Après être venu se retirer dans le Perche pour vivre une vie d'ermite, Laumer s'entoura de disciples et ensemble ils fondèrent un monastère entre les années 573 et 613[1]. Selon la tradition, ce monastère est d'ailleurs le premier du genre à apparaître dans la région[1], expliquant l'actuelle dénomination de Moutiers-au-Perche (Moutiers étant une dérivation du mot monastère).

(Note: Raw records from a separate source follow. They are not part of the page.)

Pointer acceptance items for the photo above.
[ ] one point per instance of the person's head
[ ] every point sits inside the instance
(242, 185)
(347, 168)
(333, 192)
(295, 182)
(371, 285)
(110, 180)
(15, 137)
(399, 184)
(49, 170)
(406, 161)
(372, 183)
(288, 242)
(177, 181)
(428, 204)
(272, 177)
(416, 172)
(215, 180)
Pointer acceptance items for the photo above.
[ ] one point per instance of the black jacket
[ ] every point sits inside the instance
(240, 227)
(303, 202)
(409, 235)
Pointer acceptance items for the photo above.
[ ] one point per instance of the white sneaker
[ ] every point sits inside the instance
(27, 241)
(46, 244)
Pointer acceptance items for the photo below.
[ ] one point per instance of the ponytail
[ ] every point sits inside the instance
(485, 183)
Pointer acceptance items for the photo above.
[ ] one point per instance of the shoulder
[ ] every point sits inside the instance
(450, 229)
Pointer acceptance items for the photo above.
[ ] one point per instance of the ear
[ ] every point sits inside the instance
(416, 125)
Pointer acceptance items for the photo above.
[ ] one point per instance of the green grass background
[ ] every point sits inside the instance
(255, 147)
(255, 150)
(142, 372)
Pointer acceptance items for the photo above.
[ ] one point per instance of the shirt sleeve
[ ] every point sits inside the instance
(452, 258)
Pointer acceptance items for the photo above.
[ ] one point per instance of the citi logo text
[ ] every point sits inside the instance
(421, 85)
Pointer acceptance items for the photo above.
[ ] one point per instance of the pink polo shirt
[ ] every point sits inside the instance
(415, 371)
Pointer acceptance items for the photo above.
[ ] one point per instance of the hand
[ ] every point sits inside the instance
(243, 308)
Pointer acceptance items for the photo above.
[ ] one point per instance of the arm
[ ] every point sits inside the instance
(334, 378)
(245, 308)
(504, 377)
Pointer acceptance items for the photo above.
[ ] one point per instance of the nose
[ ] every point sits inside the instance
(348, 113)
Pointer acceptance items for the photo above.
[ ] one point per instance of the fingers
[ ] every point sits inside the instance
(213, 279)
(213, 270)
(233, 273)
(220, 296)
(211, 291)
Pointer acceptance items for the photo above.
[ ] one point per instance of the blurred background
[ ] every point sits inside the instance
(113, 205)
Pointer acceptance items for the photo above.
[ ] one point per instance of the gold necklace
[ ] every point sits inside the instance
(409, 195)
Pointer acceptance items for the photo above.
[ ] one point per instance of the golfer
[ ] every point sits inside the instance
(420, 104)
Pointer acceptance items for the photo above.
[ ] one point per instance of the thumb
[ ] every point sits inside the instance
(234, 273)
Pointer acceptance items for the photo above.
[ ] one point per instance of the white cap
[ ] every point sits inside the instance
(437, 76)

L'abbaye est cependant victime en 873 des raids vikings qui ravagent la Normandie[2]. Les moines décident alors de fuir la région et trouvent refuge sur les bords de la Loire, à la chapelle Saint-Calais du château médiéval de Blois, où ils rejoignent des bénédictins dans la même situation et qui s'étaient déjà établis depuis 866[3], avec la bénédiction des comtes de Blois et rois des Francs[4].
Alors que le comté blésois se dote d'un seigneur distinct du souverain des Francs au début du siècle suivant, les bénédictins de Saint-Calais et de Saint-Laumer sont priés de déplacer leurs quartiers de l'enceinte du château ; le roi Raoul leur concède ainsi, sur requête du vicomte Thibaud l'Ancien, l'église Saint-Lubin ainsi que les droits féodaux sur le faubourg du Foix[5],[6], situés en contrebas de la motte castrale[7]. Après l'incendie qui consume cette chapelle en 1114, les moines érigent une abbaye nommée en l'honneur de leur saint, l'abbaye Saint-Laumer de Blois[8], dont le prestige ne se dissolvera qu'à la Révolution, au XVIIIe siècle[2].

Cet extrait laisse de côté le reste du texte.